Build Back Greener. An Interview with Vanessa Nakate

COVID19 has pushed climate change off of the public agenda, and made campaigning difficult. But the crisis is still the largest we face as a species. Ken Agatumba caught up with Vanessa Nakate, a leading climate activist based in Uganda to see how the movement is coping.

Uganda has been on lockdown since March, how are you spending your time?

As a climate activist, I am spending most of my time organising digital actions online. I am taking part in the climate strikes online every Friday, joining webinars, interviewing fellow activists and joining digital actions that are organised by various activists from different parts of the world. I have also done quite a lot of interviews and joined online climate-related events with other people.

As a busy climate change young activist; how has this pandemic affected your work?

I can no longer go out to the streets to do the climate strikes with fellow activists in Uganda. We have been going into local communities and doing clean-ups, talking to people but that is not possible now because we chose to stay at home in order to stop the spread of the virus. I have been working on a project of installing solar and institutional stoves in school. That is not possible right now because of the lockdown. Many activities have been put on hold until further notice because of the pandemic.

The media is full of COVID19 news. Are there stories related to climate change that you have been following in your country and beyond?

We are at a time where it is hard to talk about climate change because many people including the media are focused on this pandemic. A lot has been happening in my country, for example, the rise of the water levels of lake Victoria. These have displaced many people while claiming lives as well. 32,000 people were displaced in Kenya after the heavy rains that caused flooding and 194 people were killed. We are in a crisis. Many people are going to keep suffering if no climate action is taken.

Many peoples farms, homes have been destroyed and washed away by the floods. In Kasese, people are dying and losing their property as well because of the bursting of river banks. We are seeing climate change affect so many people and we still don’t see these things on the news.

Climate change is here. Climate change is not in lockdown. Climate change is still destroying peoples livelihoods and we are not seeing that in the news. If we don’t talk about these things, people will think that we are not in a crisis and yet we are facing the greatest threat to humanity right now and that is climate change.

All governments are paying full attention to COVID19 but they have not given the same attention to addressing the potential effects of Climate Change; how can one explain this?

I think this is mainly because no one has been left out when it comes to the Covid19 pandemic. This pandemic has shown the vulnerability of everyone regardless of who they are and what position [they have] in society. This is why governments are doing everything to stop the spread of the virus because it affects everyone. When it comes to the climate crisis, not everyone has faced the impact of climate change, climate change is hitting the most vulnerable communities with the least heard voices. The voices of the most affected communities are not given an opportunity to speak louder. We clearly need to treat every crisis as a crisis. We need to fight every crisis. We need to listen to every voice. We need to solve every crisis.

What can activists like yourself do, ensure that the climate change agenda gets the same attention from leaders, as they are currently giving to COVID19?

Activists can just continue doing what they have been doing. Speak up and demand action from the government leaders without giving up and doing it with more strength than ever before. Young activists need to go out and vote for the future, vote for the leaders who will listen to our demands.

Finally, what do you think will be the legacy of COVID19 on humanity? What lessons can we learn from it moving forward?

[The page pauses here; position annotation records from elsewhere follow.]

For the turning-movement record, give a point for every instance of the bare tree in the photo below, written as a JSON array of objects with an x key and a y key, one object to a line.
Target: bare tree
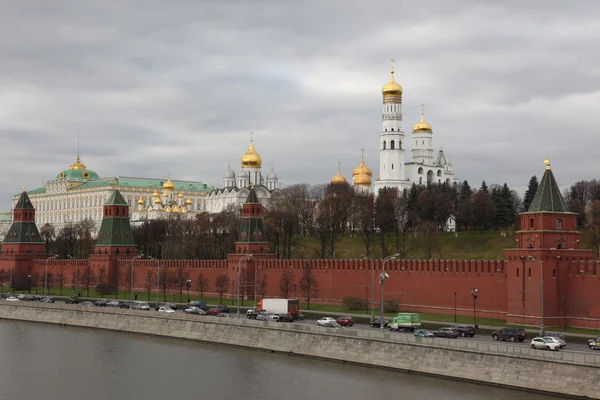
[
  {"x": 285, "y": 283},
  {"x": 222, "y": 285},
  {"x": 308, "y": 284}
]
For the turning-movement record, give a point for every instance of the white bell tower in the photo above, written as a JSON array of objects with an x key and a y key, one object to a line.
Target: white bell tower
[{"x": 391, "y": 139}]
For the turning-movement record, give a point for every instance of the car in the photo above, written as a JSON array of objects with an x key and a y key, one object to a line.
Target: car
[
  {"x": 377, "y": 323},
  {"x": 325, "y": 320},
  {"x": 288, "y": 317},
  {"x": 194, "y": 310},
  {"x": 464, "y": 330},
  {"x": 140, "y": 305},
  {"x": 267, "y": 316},
  {"x": 594, "y": 344},
  {"x": 545, "y": 343},
  {"x": 559, "y": 337},
  {"x": 345, "y": 321},
  {"x": 423, "y": 333},
  {"x": 253, "y": 312},
  {"x": 447, "y": 332},
  {"x": 512, "y": 334},
  {"x": 72, "y": 300}
]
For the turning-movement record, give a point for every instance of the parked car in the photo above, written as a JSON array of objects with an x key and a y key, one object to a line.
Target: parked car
[
  {"x": 194, "y": 310},
  {"x": 345, "y": 321},
  {"x": 423, "y": 333},
  {"x": 72, "y": 300},
  {"x": 558, "y": 337},
  {"x": 267, "y": 316},
  {"x": 545, "y": 343},
  {"x": 140, "y": 305},
  {"x": 447, "y": 332},
  {"x": 253, "y": 313},
  {"x": 286, "y": 317},
  {"x": 464, "y": 330},
  {"x": 325, "y": 320},
  {"x": 512, "y": 334},
  {"x": 377, "y": 323},
  {"x": 594, "y": 343}
]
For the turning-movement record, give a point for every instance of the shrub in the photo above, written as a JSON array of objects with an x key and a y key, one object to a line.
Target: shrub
[
  {"x": 391, "y": 305},
  {"x": 353, "y": 303}
]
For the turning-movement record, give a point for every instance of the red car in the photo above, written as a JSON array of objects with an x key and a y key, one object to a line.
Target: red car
[{"x": 345, "y": 321}]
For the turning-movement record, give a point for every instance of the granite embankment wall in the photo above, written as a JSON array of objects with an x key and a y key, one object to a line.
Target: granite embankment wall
[{"x": 500, "y": 364}]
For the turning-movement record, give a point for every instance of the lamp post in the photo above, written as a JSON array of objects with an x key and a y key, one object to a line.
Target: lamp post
[
  {"x": 372, "y": 287},
  {"x": 382, "y": 277},
  {"x": 455, "y": 306},
  {"x": 46, "y": 278},
  {"x": 244, "y": 257},
  {"x": 542, "y": 327},
  {"x": 475, "y": 293},
  {"x": 131, "y": 281}
]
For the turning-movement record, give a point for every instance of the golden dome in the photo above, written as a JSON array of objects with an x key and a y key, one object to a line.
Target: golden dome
[
  {"x": 362, "y": 179},
  {"x": 392, "y": 88},
  {"x": 251, "y": 158},
  {"x": 169, "y": 185},
  {"x": 338, "y": 178},
  {"x": 362, "y": 167},
  {"x": 422, "y": 126},
  {"x": 77, "y": 165}
]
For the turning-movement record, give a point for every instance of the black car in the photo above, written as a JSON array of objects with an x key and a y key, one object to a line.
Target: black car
[
  {"x": 446, "y": 332},
  {"x": 464, "y": 330},
  {"x": 377, "y": 323},
  {"x": 512, "y": 334}
]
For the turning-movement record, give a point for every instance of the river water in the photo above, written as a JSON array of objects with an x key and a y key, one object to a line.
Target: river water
[{"x": 52, "y": 362}]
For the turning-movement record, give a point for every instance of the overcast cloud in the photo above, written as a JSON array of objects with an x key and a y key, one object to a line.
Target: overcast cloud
[{"x": 159, "y": 87}]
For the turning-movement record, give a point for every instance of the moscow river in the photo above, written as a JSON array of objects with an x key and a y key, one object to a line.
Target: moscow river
[{"x": 56, "y": 363}]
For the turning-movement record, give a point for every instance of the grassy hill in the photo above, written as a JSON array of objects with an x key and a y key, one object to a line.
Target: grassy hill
[{"x": 464, "y": 246}]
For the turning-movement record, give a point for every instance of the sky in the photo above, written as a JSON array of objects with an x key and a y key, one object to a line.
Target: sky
[{"x": 175, "y": 87}]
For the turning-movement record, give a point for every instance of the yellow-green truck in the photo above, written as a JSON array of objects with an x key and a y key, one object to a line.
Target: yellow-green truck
[{"x": 406, "y": 322}]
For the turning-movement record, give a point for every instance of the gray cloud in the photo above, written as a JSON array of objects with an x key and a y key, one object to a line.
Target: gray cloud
[{"x": 176, "y": 86}]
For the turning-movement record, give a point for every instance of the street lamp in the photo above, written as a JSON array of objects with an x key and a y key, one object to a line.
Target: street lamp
[
  {"x": 372, "y": 287},
  {"x": 46, "y": 279},
  {"x": 244, "y": 257},
  {"x": 542, "y": 327},
  {"x": 131, "y": 281},
  {"x": 382, "y": 277},
  {"x": 475, "y": 293}
]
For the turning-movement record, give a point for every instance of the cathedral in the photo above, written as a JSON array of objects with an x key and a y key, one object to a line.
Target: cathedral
[{"x": 423, "y": 168}]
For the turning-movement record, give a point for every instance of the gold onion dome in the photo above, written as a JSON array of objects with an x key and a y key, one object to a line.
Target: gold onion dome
[
  {"x": 169, "y": 185},
  {"x": 362, "y": 167},
  {"x": 251, "y": 158},
  {"x": 338, "y": 178},
  {"x": 392, "y": 88},
  {"x": 77, "y": 165},
  {"x": 422, "y": 126}
]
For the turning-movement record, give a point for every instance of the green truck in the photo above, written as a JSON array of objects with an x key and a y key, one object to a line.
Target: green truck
[{"x": 406, "y": 322}]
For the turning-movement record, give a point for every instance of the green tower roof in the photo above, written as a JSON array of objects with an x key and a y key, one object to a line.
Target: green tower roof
[{"x": 548, "y": 197}]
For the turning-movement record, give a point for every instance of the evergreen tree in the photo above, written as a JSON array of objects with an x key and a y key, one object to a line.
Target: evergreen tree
[{"x": 530, "y": 193}]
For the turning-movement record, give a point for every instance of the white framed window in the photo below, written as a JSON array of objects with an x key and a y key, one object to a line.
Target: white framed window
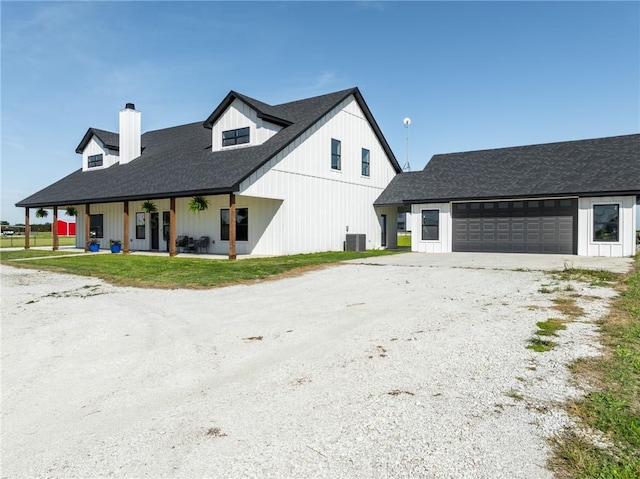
[
  {"x": 365, "y": 162},
  {"x": 336, "y": 159},
  {"x": 235, "y": 137},
  {"x": 431, "y": 225},
  {"x": 606, "y": 223},
  {"x": 94, "y": 160}
]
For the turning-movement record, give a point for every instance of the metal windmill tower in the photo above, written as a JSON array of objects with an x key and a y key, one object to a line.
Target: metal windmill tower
[{"x": 407, "y": 122}]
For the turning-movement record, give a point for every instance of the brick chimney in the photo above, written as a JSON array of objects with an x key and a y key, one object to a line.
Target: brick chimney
[{"x": 130, "y": 120}]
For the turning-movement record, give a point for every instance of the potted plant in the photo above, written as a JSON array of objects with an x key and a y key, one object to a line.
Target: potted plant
[
  {"x": 115, "y": 245},
  {"x": 149, "y": 206},
  {"x": 94, "y": 245}
]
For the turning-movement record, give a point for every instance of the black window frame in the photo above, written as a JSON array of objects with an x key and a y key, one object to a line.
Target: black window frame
[
  {"x": 242, "y": 224},
  {"x": 605, "y": 229},
  {"x": 96, "y": 230},
  {"x": 430, "y": 224},
  {"x": 336, "y": 154},
  {"x": 239, "y": 136},
  {"x": 366, "y": 162},
  {"x": 94, "y": 161}
]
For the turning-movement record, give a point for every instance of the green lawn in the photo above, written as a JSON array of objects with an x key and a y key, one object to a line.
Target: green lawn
[
  {"x": 180, "y": 272},
  {"x": 612, "y": 408},
  {"x": 36, "y": 239}
]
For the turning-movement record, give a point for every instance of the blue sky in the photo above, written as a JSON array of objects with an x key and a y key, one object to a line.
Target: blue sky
[{"x": 470, "y": 75}]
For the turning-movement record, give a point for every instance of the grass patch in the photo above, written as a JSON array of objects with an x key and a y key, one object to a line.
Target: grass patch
[
  {"x": 550, "y": 327},
  {"x": 568, "y": 307},
  {"x": 611, "y": 411},
  {"x": 595, "y": 277},
  {"x": 180, "y": 272},
  {"x": 515, "y": 395},
  {"x": 540, "y": 345}
]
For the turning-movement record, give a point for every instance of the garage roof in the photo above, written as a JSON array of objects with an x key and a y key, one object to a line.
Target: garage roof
[{"x": 594, "y": 167}]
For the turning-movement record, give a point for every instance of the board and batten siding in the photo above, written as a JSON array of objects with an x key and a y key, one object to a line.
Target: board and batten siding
[
  {"x": 319, "y": 205},
  {"x": 241, "y": 115},
  {"x": 444, "y": 241},
  {"x": 96, "y": 147},
  {"x": 626, "y": 244}
]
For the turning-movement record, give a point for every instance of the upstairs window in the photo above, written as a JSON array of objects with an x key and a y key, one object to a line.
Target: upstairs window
[
  {"x": 235, "y": 137},
  {"x": 365, "y": 162},
  {"x": 335, "y": 154},
  {"x": 606, "y": 222},
  {"x": 94, "y": 160}
]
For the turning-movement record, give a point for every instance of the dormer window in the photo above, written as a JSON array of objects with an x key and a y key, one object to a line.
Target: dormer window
[
  {"x": 94, "y": 160},
  {"x": 235, "y": 137}
]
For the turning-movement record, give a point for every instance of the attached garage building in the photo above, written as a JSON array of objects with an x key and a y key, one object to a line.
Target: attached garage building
[{"x": 576, "y": 197}]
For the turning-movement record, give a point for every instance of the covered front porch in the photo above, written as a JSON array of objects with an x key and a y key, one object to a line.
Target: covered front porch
[{"x": 173, "y": 225}]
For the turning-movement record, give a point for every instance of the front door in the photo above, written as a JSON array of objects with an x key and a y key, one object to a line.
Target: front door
[
  {"x": 155, "y": 234},
  {"x": 156, "y": 228},
  {"x": 383, "y": 226}
]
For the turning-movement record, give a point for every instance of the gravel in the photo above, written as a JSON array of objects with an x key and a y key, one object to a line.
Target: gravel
[{"x": 353, "y": 371}]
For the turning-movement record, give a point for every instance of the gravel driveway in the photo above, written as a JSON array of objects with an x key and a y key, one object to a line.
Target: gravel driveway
[{"x": 353, "y": 371}]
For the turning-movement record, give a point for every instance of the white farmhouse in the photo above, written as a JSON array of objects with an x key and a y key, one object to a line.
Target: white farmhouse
[{"x": 298, "y": 177}]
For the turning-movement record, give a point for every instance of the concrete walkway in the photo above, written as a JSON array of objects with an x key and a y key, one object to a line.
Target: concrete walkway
[{"x": 504, "y": 261}]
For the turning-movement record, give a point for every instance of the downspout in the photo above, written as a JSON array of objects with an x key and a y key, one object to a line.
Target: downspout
[
  {"x": 54, "y": 229},
  {"x": 27, "y": 229}
]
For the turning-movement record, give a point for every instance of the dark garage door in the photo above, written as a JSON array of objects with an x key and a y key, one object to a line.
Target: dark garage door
[{"x": 533, "y": 226}]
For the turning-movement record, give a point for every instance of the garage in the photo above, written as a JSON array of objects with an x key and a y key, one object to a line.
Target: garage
[{"x": 527, "y": 226}]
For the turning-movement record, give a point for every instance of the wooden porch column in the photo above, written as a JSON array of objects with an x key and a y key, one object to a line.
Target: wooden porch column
[
  {"x": 232, "y": 226},
  {"x": 172, "y": 226},
  {"x": 54, "y": 229},
  {"x": 87, "y": 226},
  {"x": 125, "y": 240},
  {"x": 27, "y": 229}
]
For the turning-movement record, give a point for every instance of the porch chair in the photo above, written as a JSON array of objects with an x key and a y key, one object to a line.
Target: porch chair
[
  {"x": 203, "y": 244},
  {"x": 181, "y": 243}
]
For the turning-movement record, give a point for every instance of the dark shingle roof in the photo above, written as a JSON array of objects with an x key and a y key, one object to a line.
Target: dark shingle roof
[
  {"x": 178, "y": 161},
  {"x": 597, "y": 167}
]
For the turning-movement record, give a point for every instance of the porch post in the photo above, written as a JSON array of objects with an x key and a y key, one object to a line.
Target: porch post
[
  {"x": 125, "y": 239},
  {"x": 232, "y": 226},
  {"x": 87, "y": 226},
  {"x": 172, "y": 226},
  {"x": 54, "y": 229},
  {"x": 27, "y": 229}
]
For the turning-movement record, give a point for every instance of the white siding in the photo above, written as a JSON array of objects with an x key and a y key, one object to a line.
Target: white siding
[
  {"x": 320, "y": 205},
  {"x": 96, "y": 147},
  {"x": 241, "y": 115},
  {"x": 443, "y": 244},
  {"x": 626, "y": 244},
  {"x": 264, "y": 224}
]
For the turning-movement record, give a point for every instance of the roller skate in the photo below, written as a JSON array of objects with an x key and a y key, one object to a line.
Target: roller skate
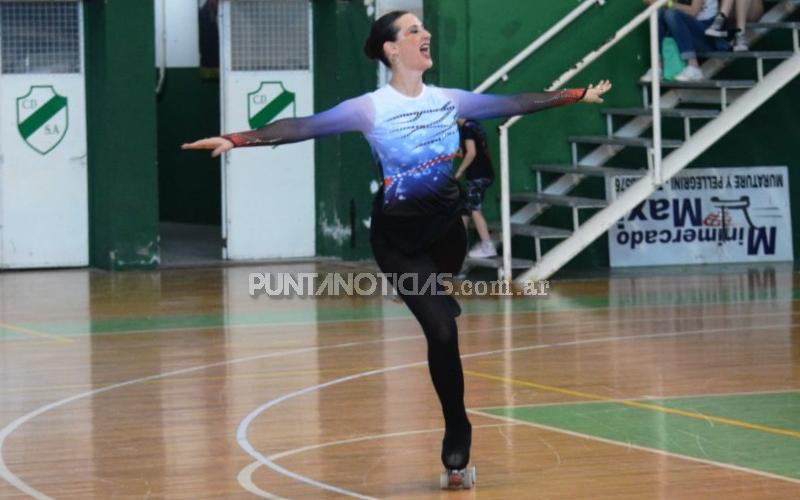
[{"x": 455, "y": 457}]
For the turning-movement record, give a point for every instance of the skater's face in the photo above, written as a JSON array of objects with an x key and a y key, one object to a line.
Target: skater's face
[{"x": 412, "y": 49}]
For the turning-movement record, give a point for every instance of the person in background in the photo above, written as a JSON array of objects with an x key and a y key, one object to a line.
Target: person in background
[
  {"x": 476, "y": 166},
  {"x": 687, "y": 22},
  {"x": 746, "y": 11}
]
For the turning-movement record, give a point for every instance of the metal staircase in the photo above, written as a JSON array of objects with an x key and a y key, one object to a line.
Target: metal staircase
[{"x": 734, "y": 100}]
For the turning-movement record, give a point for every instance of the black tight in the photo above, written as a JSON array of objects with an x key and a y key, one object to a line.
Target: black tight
[{"x": 435, "y": 313}]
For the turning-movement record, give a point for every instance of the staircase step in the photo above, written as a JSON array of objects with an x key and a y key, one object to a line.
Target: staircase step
[
  {"x": 559, "y": 200},
  {"x": 497, "y": 262},
  {"x": 533, "y": 231},
  {"x": 639, "y": 142},
  {"x": 665, "y": 112},
  {"x": 774, "y": 25},
  {"x": 749, "y": 54},
  {"x": 705, "y": 84},
  {"x": 586, "y": 170}
]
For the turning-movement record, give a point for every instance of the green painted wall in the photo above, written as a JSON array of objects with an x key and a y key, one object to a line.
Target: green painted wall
[
  {"x": 472, "y": 38},
  {"x": 344, "y": 166},
  {"x": 121, "y": 120},
  {"x": 189, "y": 185}
]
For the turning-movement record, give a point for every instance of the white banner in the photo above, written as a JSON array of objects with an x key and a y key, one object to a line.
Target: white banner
[{"x": 706, "y": 216}]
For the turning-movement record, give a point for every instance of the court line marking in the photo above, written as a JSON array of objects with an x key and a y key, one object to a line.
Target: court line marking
[
  {"x": 522, "y": 326},
  {"x": 641, "y": 448},
  {"x": 35, "y": 333},
  {"x": 244, "y": 443},
  {"x": 636, "y": 404},
  {"x": 15, "y": 481},
  {"x": 682, "y": 396},
  {"x": 245, "y": 476},
  {"x": 380, "y": 319}
]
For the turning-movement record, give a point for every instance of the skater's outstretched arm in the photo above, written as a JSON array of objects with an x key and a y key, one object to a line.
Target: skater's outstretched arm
[
  {"x": 486, "y": 106},
  {"x": 353, "y": 115}
]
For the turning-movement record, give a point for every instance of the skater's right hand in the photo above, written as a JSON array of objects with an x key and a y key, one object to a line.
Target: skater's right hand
[{"x": 218, "y": 144}]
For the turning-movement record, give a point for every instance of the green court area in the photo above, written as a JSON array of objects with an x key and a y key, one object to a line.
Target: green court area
[{"x": 755, "y": 431}]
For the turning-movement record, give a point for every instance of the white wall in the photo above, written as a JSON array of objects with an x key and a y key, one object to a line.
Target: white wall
[{"x": 183, "y": 46}]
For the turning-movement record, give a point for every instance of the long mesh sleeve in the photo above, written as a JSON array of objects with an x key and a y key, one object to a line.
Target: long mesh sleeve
[
  {"x": 486, "y": 106},
  {"x": 352, "y": 115}
]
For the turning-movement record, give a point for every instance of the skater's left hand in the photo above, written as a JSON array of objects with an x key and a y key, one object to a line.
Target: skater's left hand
[{"x": 594, "y": 92}]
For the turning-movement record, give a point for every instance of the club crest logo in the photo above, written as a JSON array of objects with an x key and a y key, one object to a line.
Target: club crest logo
[
  {"x": 270, "y": 102},
  {"x": 42, "y": 118}
]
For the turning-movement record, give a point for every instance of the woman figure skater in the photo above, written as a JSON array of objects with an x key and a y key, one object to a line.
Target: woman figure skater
[{"x": 416, "y": 221}]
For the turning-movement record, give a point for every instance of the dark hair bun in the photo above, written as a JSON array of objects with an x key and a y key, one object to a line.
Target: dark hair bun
[{"x": 383, "y": 30}]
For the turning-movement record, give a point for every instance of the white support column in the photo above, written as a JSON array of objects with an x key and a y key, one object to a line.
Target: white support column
[
  {"x": 505, "y": 202},
  {"x": 655, "y": 64}
]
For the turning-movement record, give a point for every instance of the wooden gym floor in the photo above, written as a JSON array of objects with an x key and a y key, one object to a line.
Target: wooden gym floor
[{"x": 673, "y": 383}]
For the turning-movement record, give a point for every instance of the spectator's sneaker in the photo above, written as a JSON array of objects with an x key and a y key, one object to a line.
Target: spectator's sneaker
[
  {"x": 690, "y": 74},
  {"x": 717, "y": 28},
  {"x": 740, "y": 42},
  {"x": 648, "y": 77},
  {"x": 484, "y": 250}
]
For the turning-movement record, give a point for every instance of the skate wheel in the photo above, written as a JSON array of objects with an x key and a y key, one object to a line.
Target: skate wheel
[
  {"x": 457, "y": 479},
  {"x": 469, "y": 478}
]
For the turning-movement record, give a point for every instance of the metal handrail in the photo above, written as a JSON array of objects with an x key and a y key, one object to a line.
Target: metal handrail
[
  {"x": 502, "y": 73},
  {"x": 651, "y": 14}
]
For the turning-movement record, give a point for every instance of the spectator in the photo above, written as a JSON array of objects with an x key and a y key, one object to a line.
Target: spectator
[
  {"x": 687, "y": 22},
  {"x": 477, "y": 166},
  {"x": 746, "y": 11}
]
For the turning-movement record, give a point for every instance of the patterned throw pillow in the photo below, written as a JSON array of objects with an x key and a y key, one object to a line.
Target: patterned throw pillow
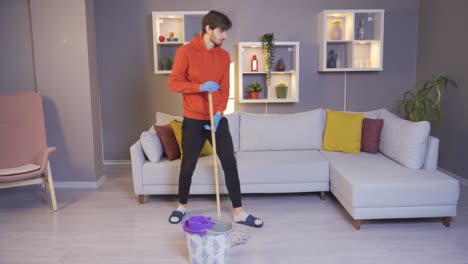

This pandemic has clearly shown the vulnerability of all of us and it has shown that we are all the same regardless of where we come. This pandemic has shown that leaders are able to listen to the science and take the necessary action to stop a crisis. It clearly shows that the leaders are able to work together collectively to take action, they have the ability, they are capable of taking action if only they will do it. We can learn that when science speaks and warns, there is the reason and we need to listen to it. We can learn that there are many things that need to be done to build a society that caters for everyone where people have access to basic needs such as shelter, food, health facilities among others. We can’t go back to what life was because it was a disaster, we need to move forward with a green recovery. We can’t afford not to be sustainable.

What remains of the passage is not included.